Muore, dilaniata dalla crisi, che qui, forse, si sente maggiormente rispetto alle altre città italiane, attività commerciali ed artigiane chiudono ogni giorno, lasciando spazio a chi ha liquidità, “La Camorra” che investe ed avvia le proprie attività riciclando i soldi illegali, rendendoli puliti.

Muore, perché è vuota, è sventrata, c’è rimasto poco o forse niente che attragga un turista o un giovane residente, le strade e le piazze sono vuote, dovrebbero esserci, in una città come Giugliano, iniziative/eventi quotidiani per le strade e le piazze, dedicate per lo più ai bambini, perché le città sono soprattutto le loro, essa dovrebbe essere il luogo dove dovrebbero crescere sereni e con senso d’appartenenza, non di vergogna.

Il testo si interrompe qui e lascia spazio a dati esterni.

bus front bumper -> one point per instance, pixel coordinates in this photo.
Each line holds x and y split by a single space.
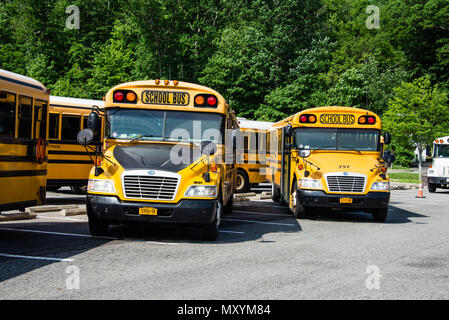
113 209
318 198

Muore, perché anche noi giuglianesi, troppo spesso abbiamo commesso degli errori, tutti noi, non abbiamo saputo reagire come si deve e non parliamo di grandi manifestazioni di piazza, ma nel nostro piccolo ognuno di noi, avrebbe la possibilità di provare a cambiare le cose. BENE, è arrivato il momento di “farlo”, iniziare a curare la nostra città, richiedere con forza il rispetto delle regole.

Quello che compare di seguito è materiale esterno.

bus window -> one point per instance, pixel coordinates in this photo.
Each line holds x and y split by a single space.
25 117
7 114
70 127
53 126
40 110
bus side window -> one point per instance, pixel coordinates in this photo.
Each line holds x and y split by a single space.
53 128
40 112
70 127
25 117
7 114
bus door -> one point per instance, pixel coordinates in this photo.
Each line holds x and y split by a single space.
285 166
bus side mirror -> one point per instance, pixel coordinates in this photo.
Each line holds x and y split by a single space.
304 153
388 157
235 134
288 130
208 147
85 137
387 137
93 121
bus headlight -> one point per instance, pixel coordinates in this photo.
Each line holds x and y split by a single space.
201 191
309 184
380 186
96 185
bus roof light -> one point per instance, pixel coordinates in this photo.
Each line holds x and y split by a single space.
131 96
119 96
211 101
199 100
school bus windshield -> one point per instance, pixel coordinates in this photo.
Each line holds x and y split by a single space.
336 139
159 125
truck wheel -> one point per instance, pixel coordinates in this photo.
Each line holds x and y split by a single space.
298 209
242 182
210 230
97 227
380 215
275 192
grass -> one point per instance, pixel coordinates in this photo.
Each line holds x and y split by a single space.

Muore, sommersa dai rifiuti, televisori guasti per strada, materassi dismessi sui marciapiedi, lavatrici arrugginite lungo gli assi stradali. Proprio la Giugliano della monnezza che ha fatto il giro dei media mondiali, potrebbe dai rifiuti ripartire, arricchirsi, basta prendere come esempio altre città di paesi europei e non, “Stoccolma”, certo sono due città e due mentalità differenti, ma qualcosa si potrebbe anche importare, innanzitutto far ripartire, non solo a parole, la differenziata mostrandone i vantaggi concreti, le imprese del settore fanno a gara per acquistare carta, vetro, plastica.

Muore, a causa di tanti giuglianesi che bruciano copertoni, materiale tossico, etc, formando nube tossiche, che provocano malattie agli apparati respiratori di tutti i residenti.
Muore, perché vige e persiste, una certa classe politica indifferente e/o collusa, che per anni ha contributo al disastro ambientale, culturale e del vivere civile.
Muore, a causa di tanti imprenditori della cultura che per anni hanno usufruito del pacchetto amicizia per le loro feste e festicciole.Muore, per causa tua, perché non rispetti le regole di civile convivenza e non ti impegni personalmente per farle rispettare delegando altri per tale missione.
Muore, per un litorale (Licola, Varcaturo, Patria) da anni devastato da abusivismo edilizio, occupazione illegale, del demanio pubblico, del mare, delle spiagge, da parte di imprenditori, senza dare nulla in cambio e senza apportare alcun beneficio per crescita della città.
SVEGLIA POPOLO DI GIUGLIANO, NON ASPETTATE IL MASANIELLO DI TURNO, ALZATI E COMBATTI, SIAMO IN GUERRA CONTRO IL POPOLO DELL’ILLEGALITA’.